Second, the caseworker said that Mother’s conduct in physically fighting with hospital staff during Lori’s delivery was endangering to Lori. Here again, the Department’s evidence lacks factual support sufficient to establish, to a clear and convincing level, that this conduct exposed Lori to an endangering environment.
The witness said that Mother kicked so much that her “IV came apart,” but there was no evidence that the medical staff was unable to control the situation nor any medical or expert evidence explaining how Mother’s actions exposed Lori to potential physical injury.

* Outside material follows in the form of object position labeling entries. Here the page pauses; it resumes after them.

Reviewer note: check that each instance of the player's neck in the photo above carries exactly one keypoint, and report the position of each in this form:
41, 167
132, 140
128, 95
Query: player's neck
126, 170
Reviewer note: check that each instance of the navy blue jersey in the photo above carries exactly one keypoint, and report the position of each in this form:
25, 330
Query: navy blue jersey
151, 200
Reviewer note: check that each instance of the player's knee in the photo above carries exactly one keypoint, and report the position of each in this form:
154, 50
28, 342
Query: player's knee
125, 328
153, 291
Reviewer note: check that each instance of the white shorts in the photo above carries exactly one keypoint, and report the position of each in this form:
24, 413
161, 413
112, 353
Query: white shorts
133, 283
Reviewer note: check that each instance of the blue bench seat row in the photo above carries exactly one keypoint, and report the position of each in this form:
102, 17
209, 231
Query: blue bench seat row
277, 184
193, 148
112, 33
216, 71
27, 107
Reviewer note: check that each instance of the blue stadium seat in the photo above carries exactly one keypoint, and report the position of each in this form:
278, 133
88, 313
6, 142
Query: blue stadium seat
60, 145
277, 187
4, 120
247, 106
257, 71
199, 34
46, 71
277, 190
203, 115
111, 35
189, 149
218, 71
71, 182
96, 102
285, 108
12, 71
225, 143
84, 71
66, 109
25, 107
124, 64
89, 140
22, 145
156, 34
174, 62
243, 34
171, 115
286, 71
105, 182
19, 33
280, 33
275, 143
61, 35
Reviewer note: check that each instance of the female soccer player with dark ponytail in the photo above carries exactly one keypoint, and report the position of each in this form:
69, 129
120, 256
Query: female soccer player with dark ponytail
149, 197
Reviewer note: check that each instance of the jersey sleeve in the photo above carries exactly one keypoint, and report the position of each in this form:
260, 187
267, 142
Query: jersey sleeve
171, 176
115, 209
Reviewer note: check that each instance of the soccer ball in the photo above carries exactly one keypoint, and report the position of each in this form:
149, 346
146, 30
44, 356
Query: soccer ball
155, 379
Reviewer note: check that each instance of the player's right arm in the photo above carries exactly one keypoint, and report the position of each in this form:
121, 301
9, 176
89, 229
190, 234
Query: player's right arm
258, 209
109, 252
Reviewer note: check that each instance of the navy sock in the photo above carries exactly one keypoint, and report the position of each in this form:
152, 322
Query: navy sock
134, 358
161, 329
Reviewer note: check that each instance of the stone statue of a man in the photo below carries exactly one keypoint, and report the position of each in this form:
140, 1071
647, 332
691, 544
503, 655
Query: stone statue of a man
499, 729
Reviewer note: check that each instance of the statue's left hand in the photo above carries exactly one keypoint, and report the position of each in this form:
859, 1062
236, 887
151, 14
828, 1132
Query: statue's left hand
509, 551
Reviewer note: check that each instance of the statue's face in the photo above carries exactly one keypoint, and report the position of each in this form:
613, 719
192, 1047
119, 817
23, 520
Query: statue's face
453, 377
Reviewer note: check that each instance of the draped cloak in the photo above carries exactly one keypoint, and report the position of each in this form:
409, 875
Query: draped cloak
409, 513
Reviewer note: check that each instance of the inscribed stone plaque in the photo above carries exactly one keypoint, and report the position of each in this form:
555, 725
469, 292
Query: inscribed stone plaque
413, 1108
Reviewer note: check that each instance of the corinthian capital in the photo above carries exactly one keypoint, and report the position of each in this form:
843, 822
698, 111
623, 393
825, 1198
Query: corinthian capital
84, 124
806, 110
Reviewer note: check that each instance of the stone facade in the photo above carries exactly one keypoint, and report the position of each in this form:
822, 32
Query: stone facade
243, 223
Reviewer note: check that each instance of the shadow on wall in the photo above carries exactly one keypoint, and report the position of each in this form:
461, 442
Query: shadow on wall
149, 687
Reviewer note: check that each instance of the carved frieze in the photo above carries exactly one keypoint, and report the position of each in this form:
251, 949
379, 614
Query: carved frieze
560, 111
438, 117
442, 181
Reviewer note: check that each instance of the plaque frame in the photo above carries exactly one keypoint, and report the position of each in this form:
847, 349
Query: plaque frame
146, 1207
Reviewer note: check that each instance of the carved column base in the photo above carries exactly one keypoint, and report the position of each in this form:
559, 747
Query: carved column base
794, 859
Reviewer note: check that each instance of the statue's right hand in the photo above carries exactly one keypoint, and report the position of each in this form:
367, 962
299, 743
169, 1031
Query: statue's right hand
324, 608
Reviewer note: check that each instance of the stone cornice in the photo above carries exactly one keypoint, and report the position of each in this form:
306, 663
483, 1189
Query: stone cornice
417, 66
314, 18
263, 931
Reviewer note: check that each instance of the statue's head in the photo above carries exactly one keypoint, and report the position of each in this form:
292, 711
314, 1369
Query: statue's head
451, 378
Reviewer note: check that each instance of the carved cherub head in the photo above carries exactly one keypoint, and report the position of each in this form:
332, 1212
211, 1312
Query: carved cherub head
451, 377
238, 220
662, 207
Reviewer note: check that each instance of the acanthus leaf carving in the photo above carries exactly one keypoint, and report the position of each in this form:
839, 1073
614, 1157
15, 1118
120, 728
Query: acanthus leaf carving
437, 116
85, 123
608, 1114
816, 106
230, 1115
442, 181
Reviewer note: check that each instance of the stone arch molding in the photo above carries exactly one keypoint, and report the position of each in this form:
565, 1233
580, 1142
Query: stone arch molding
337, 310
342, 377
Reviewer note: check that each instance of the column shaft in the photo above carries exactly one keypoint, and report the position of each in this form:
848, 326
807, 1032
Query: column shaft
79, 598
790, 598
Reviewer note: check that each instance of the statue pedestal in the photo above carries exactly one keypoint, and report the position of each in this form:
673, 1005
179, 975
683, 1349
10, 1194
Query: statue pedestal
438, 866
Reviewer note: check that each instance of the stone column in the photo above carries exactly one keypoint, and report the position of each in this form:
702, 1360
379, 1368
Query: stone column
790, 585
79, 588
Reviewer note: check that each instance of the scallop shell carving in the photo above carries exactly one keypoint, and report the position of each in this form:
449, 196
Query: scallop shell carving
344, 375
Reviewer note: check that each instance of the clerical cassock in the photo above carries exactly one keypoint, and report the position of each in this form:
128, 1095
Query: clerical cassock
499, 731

In its brief, the Department cites other evidence in support of the endangerment finding, but I conclude it is similarly inadequate. For example, the Department points to references in the investigator’s affidavit and the Child Advocates report admitted at trial that, according to Father, Mother smoked “two packs of cigars” per day while eight months pregnant with Lori, who was born with “withdrawal” symptoms. But there exists no further development of this line of evidence in the record, no evidence that Lori was underweight at delivery, and no attempt to describe the alleged withdrawal symptoms and link them causally to Mother’s pre-natal conduct. Finally, the Department also cites evidence of domestic violence and “strife” between Mother and Father, as well as a physical home entirely unfit for children. In this regard, Mother is correct that Lori was never exposed to these environmental conditions, and this court has said that subsection 161.001(b)(1)(D) requires proof of a parent’s knowing exposure of children to an endangering environment in the past. In re J.R., 171 S.W.3d 558, 570 (Tex. App.—Houston [14th Dist.] 2008, no pet.). The likelihood that Mother will knowingly expose Lori to a dangerous environment in the future—which the Department has established—is relevant to whether termination is in the child’s best interest and also would be relevant to the issue of how much contact a parent should have with the child if parental rights are not terminated, but it does not amount to proof of a past act of knowing environmental endangerment. See id. For these reasons, I concur in the judgment.
/s/ Kevin Jewell Justice
Panel consists of Justices Jewell, Zimmerer, and Hassan. (Hassan, J., majority).